|Aerial Wildlife Image Repository (AWIR) – a Dataset to Accelerate the Development of Highly Accurate Machine Learning Models to Classify Wildlife from Aerial Imagery|
|Sathishkumar Samiappan, Jared Elmore, Meilun Zhou, Morgan Pfeiffer, Bradley Blackwell, Raymond Iglay, Kristine Evans|
The increased use of small (<55lbs) uncrewed aircraft systems (UAS) to survey wildlife presents a need and opportunity for researchers to train computer vision algorithms on UAS imagery regarding animal detection, especially wildlife species. Computer vision and machine learning models trained on aerial wildlife imagery will enable enhanced ability to detect and accurately count wildlife. This capability is important among wildlife conservation and management as well as human-wildlife conflict resolution. However, the availability of aerial wildlife imagery for training machine learning models is relatively non-existent. As such, we propose an Aerial Wildlife Image Repository (AWIR), a suite of opensource datasets which will be annotated from both aerial images and videos (hereafter referred to as data) captured from UAS. These data will be available to train machine learning and computer vision algorithms that can detect wildlife from aerial imagery. Currently, no repository exists publicly for this purpose, and AWIR would be the first of its kind. Computer vision algorithms for recognizing objects in images learn through large amounts of data (supervised learning). Therefore, a primary purpose of AWIR will be improving computer recognition of wildlife in images captured from UAS. This poster will introduce the audience to the initial version of AWIR, the details of steps involved in creating this dataset, results from state-of-the-art computer vision algorithms applied on AWIR and future plans.

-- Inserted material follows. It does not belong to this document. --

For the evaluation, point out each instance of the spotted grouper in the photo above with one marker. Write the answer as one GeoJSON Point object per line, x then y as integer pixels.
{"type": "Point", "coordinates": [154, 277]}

|The Unpublished Realities of Wildlife Monitoring with Unoccupied Aerial Systems (UAS): A Survey of End Users|
|Raymond Iglay, Jared Elmore, Meilun Zhou, Kristine Evans, Sathishkumar Samiappan, Morgan Pfeiffer, Bradley Blackwell|
Small (< 55 lbs) Unoccupied Aerial Systems (UAS) have demonstrated promise as wildlife monitoring tools for conservation, management, and research endeavors. Despite their use over the past 20 years, only recently have coordinated research efforts emerged evaluating UAS efficiencies and associated standard operating procedures. Therefore, most information regarding UAS wins, fails, and potential is still institutional knowledge by field practitioners. Complementing efforts to improve UAS wildlife monitoring from field sampling through computer vision applications, we surveyed over fifty wildlife professionals with interest in UAS applications such as members of The Wildlife Society’s Drone Working Group and research collaborators in academia and government to gain a better understanding of how UAS have been or are being used in field applications. Over 80% of respondents were from academia or a federal government agency with just over half (57%) having pilot and data analysis responsibilities and at least one peer-reviewed publication regarding UAS. Near equal interest in monitoring birds (42%) and mammals (35%) also emerged, but analysis of bird imagery well surpassed mammals (53% vs. 35%). Additional summaries regarding UAS sensor types and performance, UAS platforms, time dedicated to UAS missions, animal sizes of target species, and UAS sampling issues were also reviewed and provide more insights to UAS wildlife monitoring considerations for current and future field endeavors. Rapid technology advancements and an inherent lag in technology adoption are not new, nor unique to UAS and the wildlife profession. However, information gained from this survey demonstrates the limits of peer-reviewed information sources when developing future research directives and the value of stakeholder cooperation.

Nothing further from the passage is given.